Outro dos problemas que não vejo ninguém aflorar e esmiuçar é o que diz respeito à sanidade psíquica de quem desempenha as funções públicas mais importantes no país. Contrariamente ao que acontece, por exemplo, com cada candidato a piloto duma empresa de transportes aéreos, que “só” será responsável, em cada voo, pela vida e segurança de algumas centenas de pessoas, e cuja efectiva admissão como piloto é obrigatoriamente condicionada pelos resultados dos múltiplos exames a que antes é sujeito, entre os quais os que dizem respeito ao seu perfil psíquico e à sua personalidade – ao passo que um primeiro-ministro (PM), que opta por determinadas políticas públicas e toma decisões que podem afectar imenso a vida, e por vezes prejudicar muito e das formas mais diversas milhões de cidadãos, apesar disso é sistematicamente eleito e toma posse sem que a sua sanidade psíquica e a sua personalidade hajam sido jamais testadas e avaliadas por técnicos dos mais competentes que houver.

Em Outubro de 2010, quando o PM era José Sócrates e numerosos portugueses já se tinham apercebido do tipo de pessoa que ele é e o que andava a fazer – embora, espantosamente, nem o tão hábil e sagaz António Costa nem os outros dirigentes do PS tivessem dado sinais de o haver enxergado –, escrevi e tentei que fosse publicado um texto de opinião a esse respeito, mas o jornal para o qual o enviei preferiu silenciar-me. Esse meu texto, a que dei o título “O Grande Mal”, começava assim: «Não é coisa fácil entender se Sócrates devia ser apeado e afastado do poder por razões do foro político, do foro jurídico ou do foro psíquico. Qualquer destas poderia constituir fundamento bastante para o afastar. Só uma coisa parece inequívoca: é vital, e urgente, que Portugal deixe de estar à mercê de semelhante criatura – seja lá como for. Cada semana a mais sob a sua perniciosa influência pode representar anos de perdas e de degradação para o país e para o regime. De resto, a hecatombe financeira de que este PM foi o maior responsável até poderá ser dos males menos difíceis de recuperar que temos pela frente. Bem pior do que isso são as várias ‘metástases’ e o clima malsão que ele gerou, e que passaram a afectar-nos em todos os domínios da vida nacional. (…)»

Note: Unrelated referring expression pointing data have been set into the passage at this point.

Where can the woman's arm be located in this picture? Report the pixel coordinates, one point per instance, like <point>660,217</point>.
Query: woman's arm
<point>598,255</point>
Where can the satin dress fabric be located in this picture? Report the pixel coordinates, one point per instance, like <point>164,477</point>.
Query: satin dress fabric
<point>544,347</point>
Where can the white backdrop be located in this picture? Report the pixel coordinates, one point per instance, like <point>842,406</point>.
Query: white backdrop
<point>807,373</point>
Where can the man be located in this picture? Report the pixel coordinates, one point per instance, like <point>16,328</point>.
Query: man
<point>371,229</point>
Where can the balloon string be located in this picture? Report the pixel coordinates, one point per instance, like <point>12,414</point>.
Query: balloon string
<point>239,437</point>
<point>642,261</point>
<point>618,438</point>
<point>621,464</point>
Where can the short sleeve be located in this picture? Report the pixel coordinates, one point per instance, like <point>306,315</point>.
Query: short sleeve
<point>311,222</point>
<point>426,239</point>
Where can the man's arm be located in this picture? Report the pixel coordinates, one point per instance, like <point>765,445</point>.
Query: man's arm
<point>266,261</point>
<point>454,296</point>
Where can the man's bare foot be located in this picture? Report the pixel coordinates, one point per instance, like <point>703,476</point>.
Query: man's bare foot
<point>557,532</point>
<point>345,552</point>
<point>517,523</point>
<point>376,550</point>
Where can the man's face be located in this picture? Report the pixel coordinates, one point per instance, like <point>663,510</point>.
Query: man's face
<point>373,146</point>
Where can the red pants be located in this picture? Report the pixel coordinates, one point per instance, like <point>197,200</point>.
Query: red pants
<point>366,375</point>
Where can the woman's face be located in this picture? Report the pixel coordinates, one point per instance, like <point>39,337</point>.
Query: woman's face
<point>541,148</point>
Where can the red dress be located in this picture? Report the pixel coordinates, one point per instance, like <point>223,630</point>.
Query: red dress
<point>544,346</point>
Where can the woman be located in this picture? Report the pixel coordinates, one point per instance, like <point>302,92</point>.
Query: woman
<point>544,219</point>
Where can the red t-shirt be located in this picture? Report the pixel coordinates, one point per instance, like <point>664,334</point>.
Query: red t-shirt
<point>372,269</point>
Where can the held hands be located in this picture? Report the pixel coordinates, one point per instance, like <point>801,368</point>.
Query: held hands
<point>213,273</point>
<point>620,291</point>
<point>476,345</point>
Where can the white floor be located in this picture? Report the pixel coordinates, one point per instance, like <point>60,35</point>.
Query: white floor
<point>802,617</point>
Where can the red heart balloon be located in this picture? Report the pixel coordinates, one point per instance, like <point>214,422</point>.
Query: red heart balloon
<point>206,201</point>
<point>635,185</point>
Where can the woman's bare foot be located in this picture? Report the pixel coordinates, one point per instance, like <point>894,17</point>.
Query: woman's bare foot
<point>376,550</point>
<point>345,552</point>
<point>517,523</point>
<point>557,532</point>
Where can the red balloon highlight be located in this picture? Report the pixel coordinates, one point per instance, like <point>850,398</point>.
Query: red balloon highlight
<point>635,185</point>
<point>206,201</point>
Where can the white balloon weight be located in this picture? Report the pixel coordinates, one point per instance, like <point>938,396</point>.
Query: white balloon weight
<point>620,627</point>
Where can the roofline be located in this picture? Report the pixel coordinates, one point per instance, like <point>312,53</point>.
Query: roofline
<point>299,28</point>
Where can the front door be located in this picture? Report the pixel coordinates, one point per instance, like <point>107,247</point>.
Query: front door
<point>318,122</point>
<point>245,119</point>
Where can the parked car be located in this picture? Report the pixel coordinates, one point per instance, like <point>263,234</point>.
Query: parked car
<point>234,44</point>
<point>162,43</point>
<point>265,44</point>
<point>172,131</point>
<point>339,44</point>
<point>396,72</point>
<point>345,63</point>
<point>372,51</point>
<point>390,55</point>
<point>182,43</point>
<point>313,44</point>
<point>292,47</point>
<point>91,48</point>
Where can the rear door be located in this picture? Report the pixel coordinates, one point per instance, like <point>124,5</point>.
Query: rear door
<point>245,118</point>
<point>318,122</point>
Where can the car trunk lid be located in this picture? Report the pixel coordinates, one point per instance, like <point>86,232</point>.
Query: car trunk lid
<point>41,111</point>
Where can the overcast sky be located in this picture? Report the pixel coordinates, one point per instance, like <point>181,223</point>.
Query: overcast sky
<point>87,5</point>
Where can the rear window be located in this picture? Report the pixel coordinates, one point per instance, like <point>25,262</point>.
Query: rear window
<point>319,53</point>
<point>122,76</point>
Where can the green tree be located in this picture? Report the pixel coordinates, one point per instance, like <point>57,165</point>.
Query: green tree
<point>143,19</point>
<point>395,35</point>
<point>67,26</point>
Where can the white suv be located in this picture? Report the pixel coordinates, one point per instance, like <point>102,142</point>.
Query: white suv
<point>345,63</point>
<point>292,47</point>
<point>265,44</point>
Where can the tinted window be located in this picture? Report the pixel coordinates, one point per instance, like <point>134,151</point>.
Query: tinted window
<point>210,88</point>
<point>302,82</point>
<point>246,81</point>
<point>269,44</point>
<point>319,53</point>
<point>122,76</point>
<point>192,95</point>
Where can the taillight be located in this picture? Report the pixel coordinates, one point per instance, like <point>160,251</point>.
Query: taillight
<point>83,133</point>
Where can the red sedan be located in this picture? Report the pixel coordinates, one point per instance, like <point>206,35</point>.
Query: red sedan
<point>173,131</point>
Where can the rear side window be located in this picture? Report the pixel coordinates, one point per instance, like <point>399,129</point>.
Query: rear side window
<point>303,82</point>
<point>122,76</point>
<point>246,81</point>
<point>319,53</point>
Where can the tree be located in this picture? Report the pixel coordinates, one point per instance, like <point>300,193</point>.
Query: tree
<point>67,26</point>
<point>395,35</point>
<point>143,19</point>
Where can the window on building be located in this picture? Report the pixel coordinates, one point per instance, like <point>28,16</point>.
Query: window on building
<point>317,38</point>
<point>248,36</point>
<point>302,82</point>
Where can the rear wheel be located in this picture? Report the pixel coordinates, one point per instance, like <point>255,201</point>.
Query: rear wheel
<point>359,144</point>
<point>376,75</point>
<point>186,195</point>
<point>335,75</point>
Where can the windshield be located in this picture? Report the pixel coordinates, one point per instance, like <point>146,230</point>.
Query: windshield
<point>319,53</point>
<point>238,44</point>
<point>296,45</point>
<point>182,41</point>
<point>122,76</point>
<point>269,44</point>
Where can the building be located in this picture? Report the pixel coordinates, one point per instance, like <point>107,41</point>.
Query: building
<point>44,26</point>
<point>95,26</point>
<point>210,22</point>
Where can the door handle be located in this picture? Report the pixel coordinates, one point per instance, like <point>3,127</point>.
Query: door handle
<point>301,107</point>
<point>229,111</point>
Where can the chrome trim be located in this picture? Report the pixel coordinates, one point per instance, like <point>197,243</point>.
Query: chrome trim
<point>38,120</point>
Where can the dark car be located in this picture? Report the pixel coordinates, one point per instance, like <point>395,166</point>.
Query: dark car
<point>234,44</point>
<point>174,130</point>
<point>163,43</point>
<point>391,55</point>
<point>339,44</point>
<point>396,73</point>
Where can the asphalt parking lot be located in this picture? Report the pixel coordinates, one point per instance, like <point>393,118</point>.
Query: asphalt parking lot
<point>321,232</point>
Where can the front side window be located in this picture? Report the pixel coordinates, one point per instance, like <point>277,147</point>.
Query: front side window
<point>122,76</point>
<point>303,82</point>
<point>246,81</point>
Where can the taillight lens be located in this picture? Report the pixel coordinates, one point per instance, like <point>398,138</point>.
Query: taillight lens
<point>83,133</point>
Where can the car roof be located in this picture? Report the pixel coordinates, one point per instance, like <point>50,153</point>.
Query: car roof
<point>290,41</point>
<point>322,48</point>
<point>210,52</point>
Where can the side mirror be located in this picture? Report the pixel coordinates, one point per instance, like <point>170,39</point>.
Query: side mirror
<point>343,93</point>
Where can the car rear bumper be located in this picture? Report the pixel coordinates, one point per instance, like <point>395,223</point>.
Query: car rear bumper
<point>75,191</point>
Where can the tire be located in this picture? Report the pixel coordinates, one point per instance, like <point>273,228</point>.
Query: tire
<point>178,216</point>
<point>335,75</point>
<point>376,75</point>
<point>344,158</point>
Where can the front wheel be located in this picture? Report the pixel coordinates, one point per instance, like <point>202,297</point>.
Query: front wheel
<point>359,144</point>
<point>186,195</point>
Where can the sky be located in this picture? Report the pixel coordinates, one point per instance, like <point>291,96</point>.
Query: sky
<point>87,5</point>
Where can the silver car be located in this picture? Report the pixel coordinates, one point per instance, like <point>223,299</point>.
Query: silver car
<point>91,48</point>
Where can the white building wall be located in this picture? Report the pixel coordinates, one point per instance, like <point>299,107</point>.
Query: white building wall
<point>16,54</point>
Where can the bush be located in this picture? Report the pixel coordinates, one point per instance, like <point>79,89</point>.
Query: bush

É claro que seria absurdo da minha parte comparar alguém como Sócrates com alguém como Putin – mas convém lembrar que o facto de tais líderes políticos serem incomparáveis entre si quanto ao perigo que representam para o mundo não depende das suas características psíquicas, mas sim dos potenciais de destruição que um e outro (teve ou) tem sob o seu comando: deste ponto de vista, bem se pode dizer que eles representam ‘o zero e o infinito’. 

Percebo que, para muita gente, possa ser visto como abusivo fazer comparações hipotéticas deste género, dada a abissal diferença que existe entre essas duas figuras.

Todavia, repito e insisto: o que pretendo realçar com a presente reflexão é a enorme importância que deveria ser dada ao estudo exaustivo do perfil psíquico de quem se candidata (de modo democrático ou outro) a desempenhar cargos e a tomar decisões das quais podem depender a vida ou o destino de milhões de pessoas. Ora, em muitos países, entre os quais o nosso e a Rússia, tais processos decorrem sem que antes tenha havido análise e averiguação séria do referido perfil – e nós já tivemos experiência bastante eloquente de algumas das graves consequências que dessa falha podem resultar.

Neste momento, e nos últimos meses, os ucranianos (e os russos também, se bem que doutros modos, e embora muitos deles não tenham disso consciência) são quem tem vindo a sofrer mais directamente os gravíssimos efeitos de haver sido escolhido um Presidente para a Federação Russa cuja personalidade tem um dos perfis mais perigosos e imprevisíveis que pode haver.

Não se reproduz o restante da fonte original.